2017年1月28日土曜日

サイモチの神-大海原篇-



 前後上下左右青色が延々と続く大海原のど真ん中を行く、そんなサメたちはいったいどんな景色を見てどんな暮らしをしているのだろう。ヒレで波を切り颯爽と大海原を切り裂いて泳いでいるのだろうか?
 孤独や自由といった概念を彼らが持ち得るとは思わないにしても、圧倒的なその孤独とその自由について、なにか感じたりはしているのだろうか?

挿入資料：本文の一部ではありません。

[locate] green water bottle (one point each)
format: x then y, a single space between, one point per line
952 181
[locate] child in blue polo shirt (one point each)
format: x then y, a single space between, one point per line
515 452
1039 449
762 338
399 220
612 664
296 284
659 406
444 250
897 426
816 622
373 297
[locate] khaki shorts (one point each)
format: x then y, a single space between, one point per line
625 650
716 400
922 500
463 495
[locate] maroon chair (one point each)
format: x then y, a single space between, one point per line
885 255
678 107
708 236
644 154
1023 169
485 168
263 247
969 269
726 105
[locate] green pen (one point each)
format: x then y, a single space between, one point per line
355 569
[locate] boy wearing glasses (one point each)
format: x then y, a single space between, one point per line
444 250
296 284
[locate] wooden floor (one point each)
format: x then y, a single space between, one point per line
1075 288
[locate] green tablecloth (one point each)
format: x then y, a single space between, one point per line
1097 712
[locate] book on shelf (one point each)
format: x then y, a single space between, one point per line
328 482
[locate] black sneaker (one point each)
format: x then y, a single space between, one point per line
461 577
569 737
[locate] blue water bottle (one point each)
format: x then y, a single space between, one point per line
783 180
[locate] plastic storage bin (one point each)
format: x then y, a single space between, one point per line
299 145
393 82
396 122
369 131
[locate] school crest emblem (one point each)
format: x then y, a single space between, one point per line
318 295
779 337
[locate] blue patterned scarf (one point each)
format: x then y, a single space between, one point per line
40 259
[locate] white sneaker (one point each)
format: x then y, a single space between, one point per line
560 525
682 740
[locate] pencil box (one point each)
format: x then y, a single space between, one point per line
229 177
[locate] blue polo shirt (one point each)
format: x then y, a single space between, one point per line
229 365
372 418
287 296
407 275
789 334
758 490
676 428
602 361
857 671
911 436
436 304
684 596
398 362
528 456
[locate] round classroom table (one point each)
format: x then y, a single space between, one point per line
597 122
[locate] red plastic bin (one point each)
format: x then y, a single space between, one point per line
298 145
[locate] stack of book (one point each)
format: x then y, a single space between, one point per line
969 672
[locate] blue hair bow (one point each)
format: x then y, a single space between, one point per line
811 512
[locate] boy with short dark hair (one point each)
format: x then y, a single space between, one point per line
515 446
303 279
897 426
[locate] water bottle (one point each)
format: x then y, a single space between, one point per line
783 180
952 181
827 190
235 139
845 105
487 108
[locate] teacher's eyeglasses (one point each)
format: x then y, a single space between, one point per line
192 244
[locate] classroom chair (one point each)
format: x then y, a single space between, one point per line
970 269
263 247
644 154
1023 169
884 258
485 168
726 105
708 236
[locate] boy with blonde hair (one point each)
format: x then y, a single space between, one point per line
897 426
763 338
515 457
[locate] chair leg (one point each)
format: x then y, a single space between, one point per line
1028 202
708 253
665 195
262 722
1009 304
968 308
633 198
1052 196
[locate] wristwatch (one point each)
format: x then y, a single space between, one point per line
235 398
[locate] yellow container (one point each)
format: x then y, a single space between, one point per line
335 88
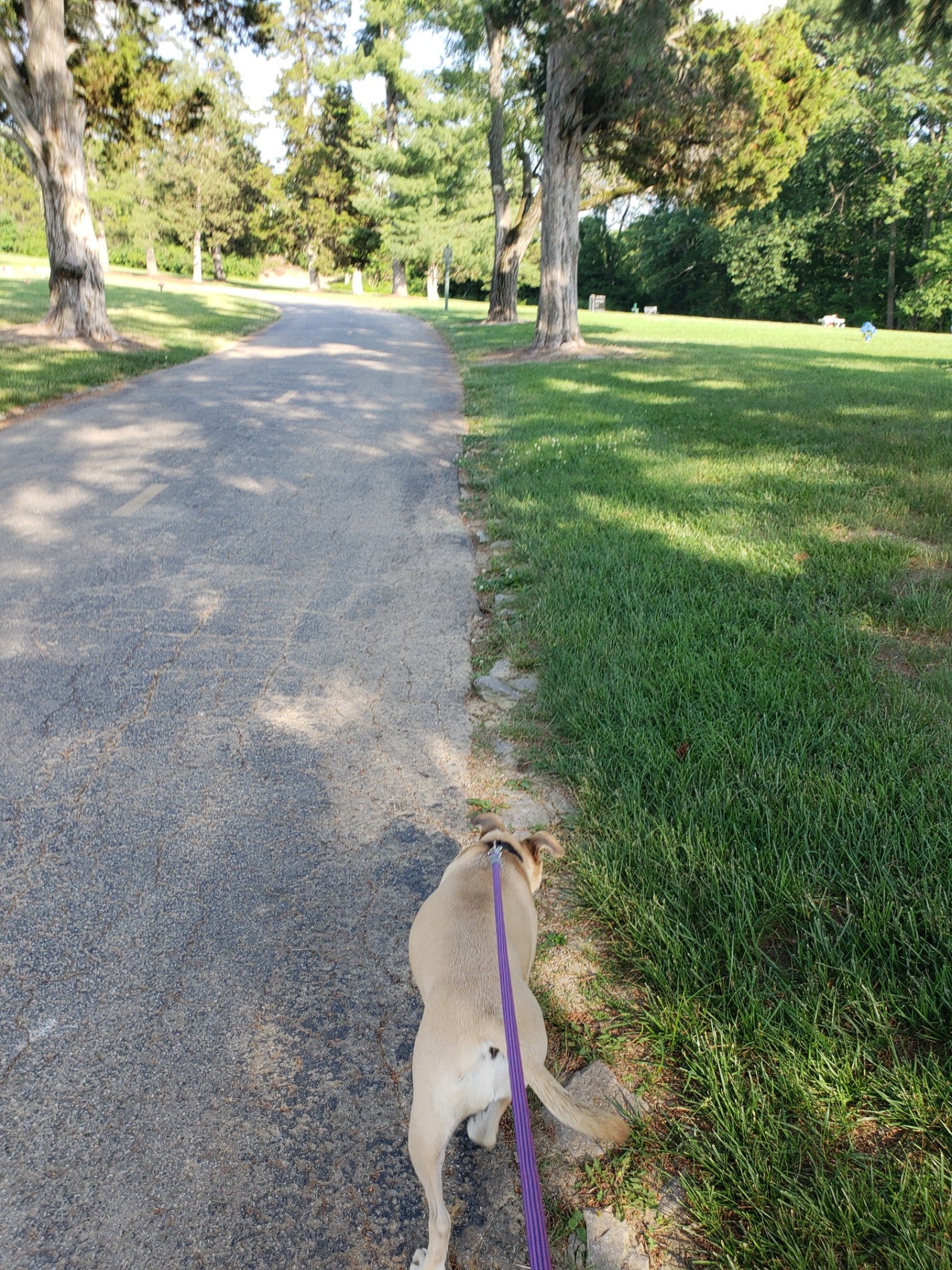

 「サメは泳ぎを止めると窒息してしまう」というのは良く聞くフレーズだけど、多種多様のサメの中にはふつうに底生性で海の底に張り付いたまま呼吸ができる種もいる。そんな中で大海原に特化したサメは、やっぱり泳ぎを止めると窒息したり、高効率に行動するために体温を高く保つ体の仕組みを持っていたり、ヒレが効率よく泳ぐのに適した形となってたりということで、有り体にいってサメといってイメージするのはこの手の高速遊泳に特化したサメであろう。
 戦闘機のノーズアートなんかにサメの絵が描いてあると、同じ流線型紡錘形で方や海を行く魚、方や空を行く機械で、その魚の「恐怖」「早さ」「格好良さ」にあやかるように戦闘機に絵が描かれていくという、その「気分」をなんとなく理解できるところだ。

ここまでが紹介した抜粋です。